The nation’s largest pediatric medical society has released new vaccine guidelines that for the first time differ sharply from what the US government advises.
The American Academy of Pediatrics (AAP) recommended immunization schedule, released January 26, is endorsed by 12 other medical groups, including the American Medical Association and the American Pharmacists Association. The AAP recommends children and adolescents be vaccinated against 18 diseases. All children should receive the COVID-19, rotavirus, hepatitis A and B, meningococcal serogroups A, C, W, Y, and B, and respiratory syncytial virus (RSV) vaccines.
Earlier this month, the Advisory Committee on Immunization Practices (ACIP) at the CDC recommended these vaccines just for high-risk groups, a pivot from the agency’s previous universal recommendations.
“We recognize what is happening in ACIP and more broadly across HHS is not in the interest of the American public,” said Sean O’Leary, MD, MPH, chair of the AAP Committee on Infectious Diseases.
The AAP and six other medical and public health groups are suing the government in federal court to disband ACIP and invalidate its latest actions, claiming the panel now serves “as a megaphone for spreading misinformation about immunization and infectious diseases.” The American College of Physicians, American Public Health Association, and Infectious Diseases Society of America, among others, have joined the AAP in the lawsuit.
Published in the AAP Red Book Online, the AAP’s schedule is the same as what the organization published in August 2025. Those recommendations include universal COVID-19 immunization beginning at 6 months and the addition of clesrovimab (Enflonsia) — a RSV vaccine — to the list of options recommended for all infants under age 8 months during their first RSV season.
“Medical consensus has not shifted even if federal policy has,” said Peter Chin-Hong, MD,
an infectious disease doctor at the University of California San Francisco School of Medicine, who was not involved in the new recommendations. “The science hasn’t changed and what the AAP is doing with this statement is making that emphatic.”
The AAP first published formal vaccine recommendations in 1938, decades before the formation of ACIP in the 1960s.

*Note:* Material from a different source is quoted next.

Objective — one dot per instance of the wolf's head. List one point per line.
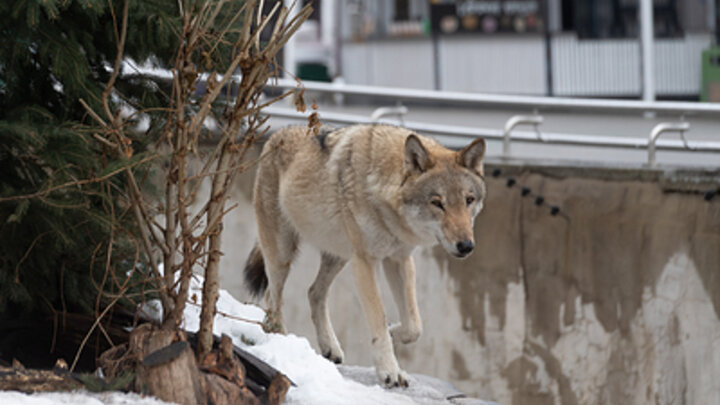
(442, 193)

Since then, the groups have traditionally worked together with other professional medical organizations to create a “harmonized schedule” for childhood vaccines, O’Leary said.

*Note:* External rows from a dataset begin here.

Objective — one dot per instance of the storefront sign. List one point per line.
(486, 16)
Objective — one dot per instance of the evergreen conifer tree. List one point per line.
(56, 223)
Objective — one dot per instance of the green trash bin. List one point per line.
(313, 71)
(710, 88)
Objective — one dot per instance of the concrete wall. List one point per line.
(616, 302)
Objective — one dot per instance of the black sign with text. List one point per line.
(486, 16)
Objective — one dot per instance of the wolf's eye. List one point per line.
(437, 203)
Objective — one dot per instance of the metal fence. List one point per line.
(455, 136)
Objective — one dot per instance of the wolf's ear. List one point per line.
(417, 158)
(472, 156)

“We’re going to continue to make recommendations based on what is in the best interest of children and what the science tells us,” O’Leary said. “Unfortunately what is happening at the federal government does not seem to be based in science.”

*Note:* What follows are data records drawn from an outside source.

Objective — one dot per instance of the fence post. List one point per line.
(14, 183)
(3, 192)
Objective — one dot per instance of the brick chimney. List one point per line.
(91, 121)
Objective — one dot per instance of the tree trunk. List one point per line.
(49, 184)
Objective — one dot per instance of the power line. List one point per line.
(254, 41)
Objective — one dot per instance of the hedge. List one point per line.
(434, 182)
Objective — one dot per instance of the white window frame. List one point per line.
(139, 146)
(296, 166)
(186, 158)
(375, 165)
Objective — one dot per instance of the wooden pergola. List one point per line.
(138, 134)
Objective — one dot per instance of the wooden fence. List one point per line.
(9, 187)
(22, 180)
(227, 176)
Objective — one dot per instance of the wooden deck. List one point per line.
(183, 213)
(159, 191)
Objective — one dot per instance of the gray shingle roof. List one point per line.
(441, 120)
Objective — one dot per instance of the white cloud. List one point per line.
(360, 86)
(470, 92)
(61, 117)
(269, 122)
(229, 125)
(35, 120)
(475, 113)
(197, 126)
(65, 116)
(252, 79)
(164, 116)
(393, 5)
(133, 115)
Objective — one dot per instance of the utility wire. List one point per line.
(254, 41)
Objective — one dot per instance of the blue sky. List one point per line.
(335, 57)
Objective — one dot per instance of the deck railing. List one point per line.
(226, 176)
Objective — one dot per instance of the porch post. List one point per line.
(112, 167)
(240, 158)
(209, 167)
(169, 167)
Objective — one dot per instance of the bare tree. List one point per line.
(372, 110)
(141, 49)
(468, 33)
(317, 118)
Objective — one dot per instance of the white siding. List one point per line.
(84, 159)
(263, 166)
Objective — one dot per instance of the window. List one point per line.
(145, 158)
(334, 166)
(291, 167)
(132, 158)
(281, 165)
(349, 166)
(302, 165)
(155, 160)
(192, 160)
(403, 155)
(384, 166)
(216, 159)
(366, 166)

Both O’Leary and Chin-Hong said that, for now, all 18 vaccines the AAP recommends should be covered by insurance for anyone who chooses to get them.
“Under the Affordable Care Act, those should still be covered by insurance,” O’Leary said, adding that the larger effect of the CDC’s updates is sowing confusion among clinicians. “We are getting questions about this a lot from physicians.”
Chin-Hong said he expects confusion among parents about differences in the guidelines to affect rates of childhood vaccination.
“What is going to change is the confusion and the time it takes for clinicians to explain the changes to parents, which will probably lead to less uptake of vaccines regardless of whether insurance covers them,” he said.
O’Leary advises clinicians to continue to advise parents as they always have done.
“I don’t recommend, in general, changing how you talk about vaccines. The vast majority of parents still vaccinate their kids according to the national recommended schedule,” he said.
O’Leary also cautions against clinicians approaching parents with the assumption that they are skeptical about vaccine safety.
“You know they are the standard of care, so recommend them as you have, and then if parents have questions, understand that they aren’t trying to argue with you, they are concerned about the well-being of their kids,” he said.
Chin-Hong said he recommends focusing on what has not changed rather than what has.
“The provider hasn’t changed, the science hasn’t changed, we still have a lot of confidence, and the vaccines are still safe, and these recommendations are based in science, just like the other recommendations I give in my practice,” he said.
The AAP has created a parent-friendly immunization schedule at HealthyChildren.org.